I'm trying to parse zookeeper wchc output using logstash:

0x167892507c74d32
/zookeeper/cluster_name/stores/31/alive
/zookeeper/cluster_name/stores/24/alive
/zookeeper/cluster_name/stores/32/alive

for each session id ( 0x0x167892507c74d32 ) there are multiple watches (/zookeeper/cluster_name/stores/xx/xxxx )listed below, each starting with a few spaces, and I wish to split this single event into multiple events, each with the following fields:

session_id="0x167892507c74d32" watch="/zookeeper/cluster_name/stores/24/alive"
session_id="0x167892507c74d32" watch="/zookeeper/cluster_name/stores/31/alive"
session_id="0x167892507c74d32" watch="/zookeeper/cluster_name/stores/31/alive"

I'm aware there is a "split" plugin in logstash which could help, but I don't know how to do it ,could anyone please offer a simple example of how to do this? any suggestion would be greatly appreciated!

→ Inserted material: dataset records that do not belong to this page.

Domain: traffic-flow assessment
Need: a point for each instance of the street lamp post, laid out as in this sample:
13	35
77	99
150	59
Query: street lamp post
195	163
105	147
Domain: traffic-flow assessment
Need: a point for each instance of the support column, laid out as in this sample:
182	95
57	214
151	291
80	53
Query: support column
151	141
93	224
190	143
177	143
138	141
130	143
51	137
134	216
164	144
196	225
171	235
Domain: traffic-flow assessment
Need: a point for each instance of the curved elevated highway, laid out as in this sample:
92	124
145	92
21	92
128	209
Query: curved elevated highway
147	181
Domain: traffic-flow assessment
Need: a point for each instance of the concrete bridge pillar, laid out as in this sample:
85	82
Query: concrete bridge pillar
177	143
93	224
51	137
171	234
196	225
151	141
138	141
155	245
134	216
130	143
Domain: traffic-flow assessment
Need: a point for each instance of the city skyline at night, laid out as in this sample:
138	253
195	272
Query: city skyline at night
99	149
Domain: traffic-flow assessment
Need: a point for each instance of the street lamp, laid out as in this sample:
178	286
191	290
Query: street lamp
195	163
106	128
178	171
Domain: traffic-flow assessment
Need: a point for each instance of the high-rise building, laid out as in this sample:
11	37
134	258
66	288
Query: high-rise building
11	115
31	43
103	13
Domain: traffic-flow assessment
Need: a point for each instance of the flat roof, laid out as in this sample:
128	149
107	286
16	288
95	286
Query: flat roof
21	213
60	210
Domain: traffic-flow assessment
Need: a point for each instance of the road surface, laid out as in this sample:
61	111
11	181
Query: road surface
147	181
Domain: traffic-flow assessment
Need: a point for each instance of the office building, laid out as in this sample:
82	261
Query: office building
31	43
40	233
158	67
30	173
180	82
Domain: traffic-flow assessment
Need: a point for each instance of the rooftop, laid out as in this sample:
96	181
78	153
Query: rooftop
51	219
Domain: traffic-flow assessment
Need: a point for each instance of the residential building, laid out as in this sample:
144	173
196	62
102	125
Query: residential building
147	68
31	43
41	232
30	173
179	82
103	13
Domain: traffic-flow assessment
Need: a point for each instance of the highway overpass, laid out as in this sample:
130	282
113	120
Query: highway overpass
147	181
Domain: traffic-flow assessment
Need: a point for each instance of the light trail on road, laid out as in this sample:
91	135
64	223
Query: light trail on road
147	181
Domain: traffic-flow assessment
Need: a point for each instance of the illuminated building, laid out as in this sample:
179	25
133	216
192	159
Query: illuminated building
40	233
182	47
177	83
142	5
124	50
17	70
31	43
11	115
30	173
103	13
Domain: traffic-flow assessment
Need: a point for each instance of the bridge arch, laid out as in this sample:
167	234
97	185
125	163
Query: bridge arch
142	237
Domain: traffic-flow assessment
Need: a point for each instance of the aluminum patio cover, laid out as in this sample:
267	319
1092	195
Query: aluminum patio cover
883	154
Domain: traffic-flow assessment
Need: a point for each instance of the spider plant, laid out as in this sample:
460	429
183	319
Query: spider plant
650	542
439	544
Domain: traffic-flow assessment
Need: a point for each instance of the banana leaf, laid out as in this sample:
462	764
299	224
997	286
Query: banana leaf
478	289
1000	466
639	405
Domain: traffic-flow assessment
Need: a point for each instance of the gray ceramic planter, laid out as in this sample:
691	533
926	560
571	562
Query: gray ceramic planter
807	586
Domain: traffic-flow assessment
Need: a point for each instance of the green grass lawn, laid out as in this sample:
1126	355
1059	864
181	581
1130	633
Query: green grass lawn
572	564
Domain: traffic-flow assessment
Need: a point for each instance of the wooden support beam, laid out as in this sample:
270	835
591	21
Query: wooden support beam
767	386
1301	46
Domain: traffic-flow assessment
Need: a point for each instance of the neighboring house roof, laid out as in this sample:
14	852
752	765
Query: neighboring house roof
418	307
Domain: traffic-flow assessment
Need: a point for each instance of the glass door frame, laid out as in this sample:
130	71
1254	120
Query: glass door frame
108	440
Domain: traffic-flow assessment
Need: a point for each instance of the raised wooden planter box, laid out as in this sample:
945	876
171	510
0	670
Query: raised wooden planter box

I don't think split is the filter you should be looking to use here.
You may have to use an aggregate or multiline plugin instead that uses the session id as the start event and then you can a timeout for the last event.
The end results would be a single event but it would contain the session id and all of the corresponding watches for that session id.

Thank you for your reply !
After some digging into documentation I finally found the solution. Here is how I did it:

    grok {
      match => {
        message => "%{DATA:session_id}\n(?<watch>^(\s+.*)+$)"
      }
    }
    mutate {
      gsub  => [ "watch", "\n", "," ]
      gsub  => [ "watch", "\s", "" ]
      split => [ "watch", "," ]
    }
    split {
      field => "watch"
    }

After the first grok the event is like:

session_id=0x167892507c74d32
watch="/zookeeper/cluster_name/stores/31/alive     \n/zookeeper/cluster_name/stores/24/alive     \n/zookeeper/cluster_name/stores/32/alive"

Then I used mutate-gsub to replace "\n" to "," for the latter mutate-split,and to remove all spaces in the "watch" field, after mutate-split the event is like:

session_id=0x167892507c74d32
watch=["/zookeeper/cluster_name/stores/31/alive","/zookeeper/cluster_name/stores/24/alive","/zookeeper/cluster_name/stores/32/alive"]

Now I can use the split filter plugin to split this single event into multiple events:

event1:
session_id="0x167892507c74d32" watch="/zookeeper/cluster_name/stores/24/alive"

event2:
session_id="0x167892507c74d32" watch="/zookeeper/cluster_name/stores/31/alive"

event3:
session_id="0x167892507c74d32" watch="/zookeeper/cluster_name/stores/31/alive"
2 Likes

This topic was automatically closed 28 days after the last reply. New replies are no longer allowed.